The legal community is closely watching major law firms with offices in Moscow and ties to Russian state-backed entities, with some lawyers sharply criticizing their work.

George Casey, the head of Shearman & Sterling, which represented investors who tried to collect a $50 billion arbitration award from Russia, posted on LinkedIn comparing Putin to the Nazis and condemning the “active support” of anonymous professionals for Russia.

Harvard law student Ryan Donahue said in a LinkedIn post that he turned down a summer associate position because the company where he was to work had not committed to giving up his work for Russian banks and state oil and gas companies. He did not name the company.

“Many law students from all over the world have messaged me,” Donahue told Insider. “I think there will be serious consequences for law firms that do nothing: the talent market is boiling and there are many other firms.”

There is also wiggle room in sanctions for lawyers to continue some forms of representation with Russia.

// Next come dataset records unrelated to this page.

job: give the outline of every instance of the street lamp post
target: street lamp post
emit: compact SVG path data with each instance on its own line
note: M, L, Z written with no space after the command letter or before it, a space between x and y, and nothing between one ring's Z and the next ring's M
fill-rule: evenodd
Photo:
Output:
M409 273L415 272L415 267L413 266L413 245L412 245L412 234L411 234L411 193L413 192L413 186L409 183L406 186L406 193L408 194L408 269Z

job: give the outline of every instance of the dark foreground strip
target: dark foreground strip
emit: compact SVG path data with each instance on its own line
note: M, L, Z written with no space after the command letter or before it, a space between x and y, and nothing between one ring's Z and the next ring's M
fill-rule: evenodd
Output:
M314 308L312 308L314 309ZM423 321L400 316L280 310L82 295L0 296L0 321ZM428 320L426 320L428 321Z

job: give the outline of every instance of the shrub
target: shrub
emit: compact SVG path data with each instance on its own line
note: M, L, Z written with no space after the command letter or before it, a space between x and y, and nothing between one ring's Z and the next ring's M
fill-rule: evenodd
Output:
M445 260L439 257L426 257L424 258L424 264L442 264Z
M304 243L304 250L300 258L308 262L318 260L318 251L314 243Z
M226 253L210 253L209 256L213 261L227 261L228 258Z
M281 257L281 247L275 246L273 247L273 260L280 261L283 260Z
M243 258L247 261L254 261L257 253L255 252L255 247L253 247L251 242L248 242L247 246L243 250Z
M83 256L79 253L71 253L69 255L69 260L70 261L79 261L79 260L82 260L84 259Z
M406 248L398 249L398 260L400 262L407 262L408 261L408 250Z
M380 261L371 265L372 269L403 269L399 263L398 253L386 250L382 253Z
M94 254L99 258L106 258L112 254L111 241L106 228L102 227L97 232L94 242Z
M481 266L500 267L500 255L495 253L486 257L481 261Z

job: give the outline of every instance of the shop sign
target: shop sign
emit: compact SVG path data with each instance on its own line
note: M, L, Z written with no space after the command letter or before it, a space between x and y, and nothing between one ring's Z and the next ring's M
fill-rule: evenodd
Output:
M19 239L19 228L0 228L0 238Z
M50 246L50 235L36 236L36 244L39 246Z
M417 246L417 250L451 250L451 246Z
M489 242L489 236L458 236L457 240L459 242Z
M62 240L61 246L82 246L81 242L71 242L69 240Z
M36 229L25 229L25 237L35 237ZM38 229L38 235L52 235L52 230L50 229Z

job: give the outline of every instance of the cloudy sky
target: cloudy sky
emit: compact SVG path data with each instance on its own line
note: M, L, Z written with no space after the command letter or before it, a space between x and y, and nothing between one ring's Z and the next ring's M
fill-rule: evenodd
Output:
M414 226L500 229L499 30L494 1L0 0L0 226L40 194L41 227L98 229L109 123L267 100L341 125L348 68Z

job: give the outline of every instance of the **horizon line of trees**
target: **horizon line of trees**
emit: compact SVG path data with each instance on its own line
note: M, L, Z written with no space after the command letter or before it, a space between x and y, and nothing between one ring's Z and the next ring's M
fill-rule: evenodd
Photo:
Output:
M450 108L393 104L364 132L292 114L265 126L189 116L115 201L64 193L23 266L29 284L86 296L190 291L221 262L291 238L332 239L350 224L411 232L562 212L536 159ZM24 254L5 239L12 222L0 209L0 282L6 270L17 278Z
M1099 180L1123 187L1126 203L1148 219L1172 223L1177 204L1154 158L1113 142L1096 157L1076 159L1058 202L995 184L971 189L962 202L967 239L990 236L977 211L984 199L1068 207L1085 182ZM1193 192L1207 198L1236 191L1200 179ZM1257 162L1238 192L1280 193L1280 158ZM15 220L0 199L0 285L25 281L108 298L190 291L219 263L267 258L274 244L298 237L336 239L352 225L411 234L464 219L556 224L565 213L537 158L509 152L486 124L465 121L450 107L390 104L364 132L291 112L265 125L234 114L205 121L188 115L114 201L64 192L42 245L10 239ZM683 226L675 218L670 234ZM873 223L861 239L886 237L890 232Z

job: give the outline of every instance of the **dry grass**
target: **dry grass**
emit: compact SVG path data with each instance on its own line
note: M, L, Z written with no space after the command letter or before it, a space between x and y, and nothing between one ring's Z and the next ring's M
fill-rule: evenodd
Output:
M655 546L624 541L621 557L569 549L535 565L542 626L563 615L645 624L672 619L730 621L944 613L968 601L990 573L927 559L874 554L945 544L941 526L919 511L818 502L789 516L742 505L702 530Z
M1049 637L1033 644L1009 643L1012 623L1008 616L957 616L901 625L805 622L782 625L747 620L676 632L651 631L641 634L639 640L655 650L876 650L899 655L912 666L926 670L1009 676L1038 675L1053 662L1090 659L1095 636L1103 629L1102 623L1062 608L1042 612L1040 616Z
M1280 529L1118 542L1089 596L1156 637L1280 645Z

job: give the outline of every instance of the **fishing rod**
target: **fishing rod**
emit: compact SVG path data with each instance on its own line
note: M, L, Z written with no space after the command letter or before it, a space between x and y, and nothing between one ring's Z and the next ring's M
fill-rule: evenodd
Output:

The US Treasury Department, for example, has prohibits US investors from investing in new sovereign debt issued by the Central Bank of Russia and other public financial institutions. But these restrictions still allow their existing debt to be traded on the secondary market – transactions that the law firms advise on.

US sanctions targeting Russian and Belarusian individuals with ties to Moscow also allow for certain exceptions for legal representation, including for mounting legal challenges to those same sanctions.

The work of law firms followed the opening of Western economies to Russian capital

Many law firms have comfortably done business with Russian entities for decades without any obvious fear of reputational damage. After the Cold War, major law firms expanded their work for Russian clients, performing mostly transactional work, and opened offices in Moscow.

Their growing involvement followed a boom of Russian billionaires, many of whom got rich when state-owned companies were privatized from the 1990s. For years, they were an important source of income for law firms and other companies in Western economies that have opened doors to Russian businessmen, investments and transactions.

London’s popularity among wealthy Russians earned it the nickname Londongrad. The Premier League’s Chelsea Football Club is owned by Abramovich, who said this month that he would sell it. And former German Chancellor Gerhard Schröder was appointed last month to join the board of Russian energy giant Gazprom.

The so-called golden visa programs in Europe and the United States have also allowed wealthy individuals to immigrate and establish residency in exchange for large payments. The US EB-5 visa program for wealthy individuals seeking to immigrate requires certain applicants to invest at least $1.8 million in US interests.

“The oligarchs bought up assets like yachts and sports teams in the West – obviously there was a public policy choice in all of those countries to welcome Russian capital,” said Joydeep Sengupta, a lawyer at Mayer Brown in Paris.

“To be fair to law firms and other service providers, there were no prohibitions on many types of transactions dealing with Russian state-owned companies, including those owned or controlled by Russian oligarchs,” a- he declared.